More Americans than ever approve of marijuana use, highlighting a shift in public opinion as many states move or have moved to legalize the substance.
When asked whether marijuana should be legalized, 58 percent of respondents to a recent Gallup poll said “yes.” That’s compared to just 39 percent who said “no.”
The new wave of support is prompting advocates of marijuana legalization to strike while the iron is hot, using the data to persuade lawmakers that their constituents want them to support legalization reform.
“The majority of Americans now agree that it is time to legalize and regulate,” NORML Communications Director Erik Altieri said in a press release. “The issue can no longer be ignored or sidelined.
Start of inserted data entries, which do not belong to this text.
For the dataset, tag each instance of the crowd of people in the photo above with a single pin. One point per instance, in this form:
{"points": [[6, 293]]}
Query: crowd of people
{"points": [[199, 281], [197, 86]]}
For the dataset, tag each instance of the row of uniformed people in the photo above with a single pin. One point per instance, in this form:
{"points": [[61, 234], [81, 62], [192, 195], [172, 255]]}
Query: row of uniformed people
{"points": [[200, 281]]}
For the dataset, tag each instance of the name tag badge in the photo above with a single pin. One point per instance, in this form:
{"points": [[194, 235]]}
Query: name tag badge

Legalization is now the mainstream position and supporters of perpetuating our war on marijuana will continue to be further relegated to the fringe.”
The political breakdown showed 65 percent approval among Democrats, with just 35 percent of Republicans favoring legalization. Independents support legalization at 62 percent, up 12 percentage points from last year.
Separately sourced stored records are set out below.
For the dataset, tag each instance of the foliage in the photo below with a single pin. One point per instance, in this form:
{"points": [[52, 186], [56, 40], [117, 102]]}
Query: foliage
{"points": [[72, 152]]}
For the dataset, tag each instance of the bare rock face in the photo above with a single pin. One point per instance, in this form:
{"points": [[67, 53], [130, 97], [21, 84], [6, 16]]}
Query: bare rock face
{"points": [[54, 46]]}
In addition to showing Americans’ highest ever acceptance of marijuana, the poll also marks how rapidly public opinion is changing. In 2001, just 31 percent of Americans were in favor of legalization, according to a Gallup poll.
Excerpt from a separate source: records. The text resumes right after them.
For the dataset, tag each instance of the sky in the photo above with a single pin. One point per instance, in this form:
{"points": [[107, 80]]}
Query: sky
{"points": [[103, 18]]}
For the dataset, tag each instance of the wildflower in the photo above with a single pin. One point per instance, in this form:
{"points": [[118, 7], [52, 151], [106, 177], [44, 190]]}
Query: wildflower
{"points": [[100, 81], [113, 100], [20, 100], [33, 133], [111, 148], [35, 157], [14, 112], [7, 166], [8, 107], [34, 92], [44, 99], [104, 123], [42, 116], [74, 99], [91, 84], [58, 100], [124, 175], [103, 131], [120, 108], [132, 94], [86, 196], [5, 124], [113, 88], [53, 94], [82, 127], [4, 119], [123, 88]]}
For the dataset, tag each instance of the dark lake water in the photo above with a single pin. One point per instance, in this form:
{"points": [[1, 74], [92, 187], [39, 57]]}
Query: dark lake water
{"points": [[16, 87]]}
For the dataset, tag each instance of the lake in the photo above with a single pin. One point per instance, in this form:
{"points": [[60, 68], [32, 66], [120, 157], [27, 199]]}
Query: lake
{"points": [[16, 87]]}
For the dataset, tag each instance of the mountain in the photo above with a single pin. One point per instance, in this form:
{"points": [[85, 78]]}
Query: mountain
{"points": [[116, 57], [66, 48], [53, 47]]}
Gallup first began polling Americans on the question in 1969, when 12 percent of the public favored legalization of marijuana.
Public support grew to 28 percent support in 1977, just six years after President Richard Nixon launched the War on Drugs and included marijuana in the “Schedule One” drug category with heroin and LSD. By 1985, approval had dropped to 23 percent, remaining at roughly that same level for a decade.
It wasn’t until 2001 that the U.S. saw a steady increase in support for legalization, which grew steadily in the years following. From 2010 to 2013, approval ratings took a huge leap, growing from 44 percent to 58 percent, the highest claim seen within a three-year period. According to Gallup, approval since last November has grown another 10 percentage points.
It was during that time citizens in Colorado and Washington voted to legalize marijuana, paving the way for a new discussion in the U.S. on its health benefits and its potential benefits to the American economy and criminal justice system, which has suffered from the high rate of incarcerating nonviolent users of the drug.
“Whatever the reasons for Americans’ greater acceptance of marijuana, it is likely that this momentum will spur further legalization efforts across the United States,” Gallup states in its analysis of the poll. “Advocates of legalizing marijuana say taxing and regulating the drug could be financially beneficial to states and municipalities nationwide.”